I made sure I used this event to practise fuelling, something I’m not always on top of in training and something I didn’t get quite right in the marathon last year. At this event though, it was going to plan. I knew my Mum was somewhere around mile five/six having come to London for the day to support me, and before too long I saw her. She was at a part of the course which doubles back on itself so I saw her twice.

Mum then planned to see me at mile six/seven, but post event we’ve decided she was actually at mile eight and wasn’t quite where she thought she was and then moved on thinking she had missed me! All this time I was getting messages from friends with support (particularly Riny and Laura). My pace was still good, and I was feeling good. By this time, Matt and Elouise were in a play park and I wasn’t sure when I’d next see people, bar the finish.

Coming up to ten miles, the mental wall started to appear. It’s hard to describe, but it’s when you start to doubt yourself but for no logical reason – it’s just silly, the mind playing games. I never doubted I would finish, I knew I would, but my mind kept saying “it’s hot, feet hurt” etc and legs felt like I was wading through treacle. A lot of the course went out and back on itself, and sometimes I found that a little demoralising.

I knew my aim for the day was to be as close to three hours as possible and still my pace was good even if I was playing mind games with myself unintentionally. The 10 mile marker was at Tower Hill and I kept telling myself “just 5km left, that’s a short training session.” I messaged Riny and Laura and said “please keep the messages coming!” (they were tracking me on the app). I knew I had Matt, Elouise and Mum at the finish but it felt a way off. Suddenly, my friend and colleague Sarah was there – surprise! It was great to see her and she was with me for just under half a mile, we had a quick chat, and I carried on.

The end of the route felt it went on forever; just under three miles along the Embankment before a hairpin right in front of Big Ben, short section coming back on yourself, and then two 90Ls before the finish. Coming up to the 12 mile marker, both my watch and Strava (two separate tracking methods) told me I’d hit half marathon distance. As I’m slow, quite understandably I have to keep left, but it means extra distance. Half marathon time came up as 3:04, a personal best for me by 50 minutes, result!

At mile 12 were the London Show Choir, and they were singing Defying Gravity. I absolutely love my music and went past with my hands above my head clapping, and to have amazing music, singing and them all acknowledge me back was spine tingling.

I kept plodding up Embankment, and then it was time for the final slog! When I hit the 13 mile marker, I decided there was nothing left for it but a sprint finish. I kicked and just heard people shouting and cheering and my name; another spine tingling moment. I knew my family where somewhere there on the right but I couldn’t look, I could only see the finish.

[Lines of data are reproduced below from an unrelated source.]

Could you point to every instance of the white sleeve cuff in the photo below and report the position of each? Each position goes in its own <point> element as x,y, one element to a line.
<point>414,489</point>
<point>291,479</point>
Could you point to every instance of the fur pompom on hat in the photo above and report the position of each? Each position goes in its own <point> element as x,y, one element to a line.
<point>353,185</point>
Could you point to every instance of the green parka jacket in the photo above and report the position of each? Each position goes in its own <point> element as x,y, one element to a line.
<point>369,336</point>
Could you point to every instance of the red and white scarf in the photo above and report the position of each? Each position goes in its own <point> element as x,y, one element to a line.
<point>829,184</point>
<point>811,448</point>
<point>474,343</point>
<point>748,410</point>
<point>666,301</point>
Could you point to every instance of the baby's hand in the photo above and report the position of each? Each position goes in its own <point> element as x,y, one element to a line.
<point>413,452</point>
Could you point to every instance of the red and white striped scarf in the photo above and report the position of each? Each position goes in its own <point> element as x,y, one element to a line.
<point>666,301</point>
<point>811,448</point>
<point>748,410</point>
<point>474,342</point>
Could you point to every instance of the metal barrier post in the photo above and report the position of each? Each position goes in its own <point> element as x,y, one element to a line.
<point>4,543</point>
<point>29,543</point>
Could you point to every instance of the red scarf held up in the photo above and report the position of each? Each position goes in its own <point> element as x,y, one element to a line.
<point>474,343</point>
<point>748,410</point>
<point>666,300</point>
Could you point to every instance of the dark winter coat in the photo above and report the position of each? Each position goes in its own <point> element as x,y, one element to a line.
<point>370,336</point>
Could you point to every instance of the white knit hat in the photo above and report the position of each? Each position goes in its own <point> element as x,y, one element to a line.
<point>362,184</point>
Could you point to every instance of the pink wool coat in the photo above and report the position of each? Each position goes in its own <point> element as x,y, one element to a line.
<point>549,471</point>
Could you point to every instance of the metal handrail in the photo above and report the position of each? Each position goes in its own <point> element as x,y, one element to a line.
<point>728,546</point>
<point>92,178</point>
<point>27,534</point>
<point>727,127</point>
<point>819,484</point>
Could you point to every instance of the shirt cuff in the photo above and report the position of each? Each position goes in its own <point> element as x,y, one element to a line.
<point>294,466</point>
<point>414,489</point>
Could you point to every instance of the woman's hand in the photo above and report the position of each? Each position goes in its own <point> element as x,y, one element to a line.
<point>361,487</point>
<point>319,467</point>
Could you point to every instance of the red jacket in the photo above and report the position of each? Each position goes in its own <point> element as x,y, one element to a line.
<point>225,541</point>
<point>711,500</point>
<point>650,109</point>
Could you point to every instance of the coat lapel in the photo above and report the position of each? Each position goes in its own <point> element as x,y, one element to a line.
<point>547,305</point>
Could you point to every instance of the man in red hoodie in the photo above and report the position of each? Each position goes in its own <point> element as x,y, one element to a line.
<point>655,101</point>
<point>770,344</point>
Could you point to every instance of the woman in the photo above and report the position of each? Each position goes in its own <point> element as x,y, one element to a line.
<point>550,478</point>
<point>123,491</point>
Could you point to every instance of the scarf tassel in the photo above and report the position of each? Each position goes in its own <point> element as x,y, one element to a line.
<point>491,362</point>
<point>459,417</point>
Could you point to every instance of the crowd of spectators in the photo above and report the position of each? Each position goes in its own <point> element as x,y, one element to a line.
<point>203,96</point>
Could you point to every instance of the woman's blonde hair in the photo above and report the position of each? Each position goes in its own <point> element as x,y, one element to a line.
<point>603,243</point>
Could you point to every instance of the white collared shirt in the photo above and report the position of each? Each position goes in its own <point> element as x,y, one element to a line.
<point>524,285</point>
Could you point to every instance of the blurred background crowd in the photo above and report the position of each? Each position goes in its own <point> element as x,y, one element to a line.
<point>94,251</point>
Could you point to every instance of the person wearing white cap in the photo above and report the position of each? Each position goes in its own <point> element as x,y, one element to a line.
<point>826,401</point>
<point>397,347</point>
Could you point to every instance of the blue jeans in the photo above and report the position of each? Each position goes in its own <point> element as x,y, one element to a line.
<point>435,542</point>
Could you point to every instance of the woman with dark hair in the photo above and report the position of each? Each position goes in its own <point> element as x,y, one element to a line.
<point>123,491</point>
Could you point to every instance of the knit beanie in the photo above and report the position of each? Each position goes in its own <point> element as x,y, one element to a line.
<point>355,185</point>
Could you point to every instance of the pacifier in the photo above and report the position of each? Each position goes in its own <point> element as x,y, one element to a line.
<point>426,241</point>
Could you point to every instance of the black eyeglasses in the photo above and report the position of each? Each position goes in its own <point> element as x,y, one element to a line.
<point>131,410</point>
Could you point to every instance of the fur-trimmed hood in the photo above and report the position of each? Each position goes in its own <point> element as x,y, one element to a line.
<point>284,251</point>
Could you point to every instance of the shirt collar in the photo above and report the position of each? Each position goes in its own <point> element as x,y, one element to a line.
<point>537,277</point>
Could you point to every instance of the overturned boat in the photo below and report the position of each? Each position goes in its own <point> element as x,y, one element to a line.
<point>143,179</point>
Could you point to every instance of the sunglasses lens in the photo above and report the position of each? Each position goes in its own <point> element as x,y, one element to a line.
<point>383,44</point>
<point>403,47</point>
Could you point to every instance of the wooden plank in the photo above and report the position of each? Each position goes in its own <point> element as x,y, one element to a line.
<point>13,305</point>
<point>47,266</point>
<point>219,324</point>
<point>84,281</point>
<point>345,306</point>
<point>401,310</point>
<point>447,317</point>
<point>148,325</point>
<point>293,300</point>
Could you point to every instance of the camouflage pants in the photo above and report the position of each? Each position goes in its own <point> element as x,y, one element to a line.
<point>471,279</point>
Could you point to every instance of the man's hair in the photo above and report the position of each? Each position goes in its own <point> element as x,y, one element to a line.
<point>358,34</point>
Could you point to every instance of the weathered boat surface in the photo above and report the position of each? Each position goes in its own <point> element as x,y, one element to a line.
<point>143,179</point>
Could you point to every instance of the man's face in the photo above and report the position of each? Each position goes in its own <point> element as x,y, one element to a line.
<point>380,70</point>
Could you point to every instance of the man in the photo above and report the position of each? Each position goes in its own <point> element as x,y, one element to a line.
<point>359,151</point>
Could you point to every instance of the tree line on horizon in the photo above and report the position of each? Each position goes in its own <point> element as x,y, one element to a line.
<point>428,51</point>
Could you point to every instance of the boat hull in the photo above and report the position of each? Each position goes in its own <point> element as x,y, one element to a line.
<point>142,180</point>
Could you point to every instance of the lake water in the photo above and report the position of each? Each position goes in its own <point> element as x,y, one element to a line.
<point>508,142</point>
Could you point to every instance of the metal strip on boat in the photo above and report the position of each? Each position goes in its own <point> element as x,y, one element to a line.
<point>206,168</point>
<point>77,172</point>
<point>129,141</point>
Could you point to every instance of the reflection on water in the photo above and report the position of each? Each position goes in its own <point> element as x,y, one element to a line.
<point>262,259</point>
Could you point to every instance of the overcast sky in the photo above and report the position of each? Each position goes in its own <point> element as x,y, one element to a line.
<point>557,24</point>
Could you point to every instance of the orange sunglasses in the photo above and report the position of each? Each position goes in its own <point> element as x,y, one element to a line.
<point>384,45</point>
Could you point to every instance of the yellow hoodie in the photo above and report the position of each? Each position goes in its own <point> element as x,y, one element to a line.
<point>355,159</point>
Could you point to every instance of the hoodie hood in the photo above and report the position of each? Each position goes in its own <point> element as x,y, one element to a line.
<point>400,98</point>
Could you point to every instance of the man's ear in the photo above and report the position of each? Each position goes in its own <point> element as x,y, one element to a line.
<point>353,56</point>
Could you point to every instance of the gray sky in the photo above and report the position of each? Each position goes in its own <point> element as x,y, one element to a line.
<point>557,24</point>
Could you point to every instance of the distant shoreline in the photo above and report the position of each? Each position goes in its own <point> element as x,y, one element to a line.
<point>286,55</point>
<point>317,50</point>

I remember seeing them in my peripheral vision and raising a hand, and I realised a couple of people were coming up on me, so my competitive spirit appeared and I kicked in harder to make the finish line as I didn’t want to be overtaken at that point (I wasn’t). And that was it!

Slow walking afterwards, medal collection and then I waited for my friends and family. Elouise came over and gave me the biggest hug (despite my sweaty state!) and then stayed with me. The event volunteers were kind enough to give her a finisher’s wristband which she hugely appreciated, I swapped to flip flops, and we found a local pub for some lunch. I never want to eat after training, but knew I needed to!

It was a great day, and seeing it as a “training run with atmosphere” was brilliant. I wanted a good run because I knew it would give me confidence to carry forward, and it did. Although April means double the distance, there’s a lot to take from that event and I’m happy. Through my charity place, I’ve access to running coaches so I’ve been in touch with them for some advice/queries but being reminded of the atmosphere/support and practising things “in race conditions” was brilliant. Bring on April!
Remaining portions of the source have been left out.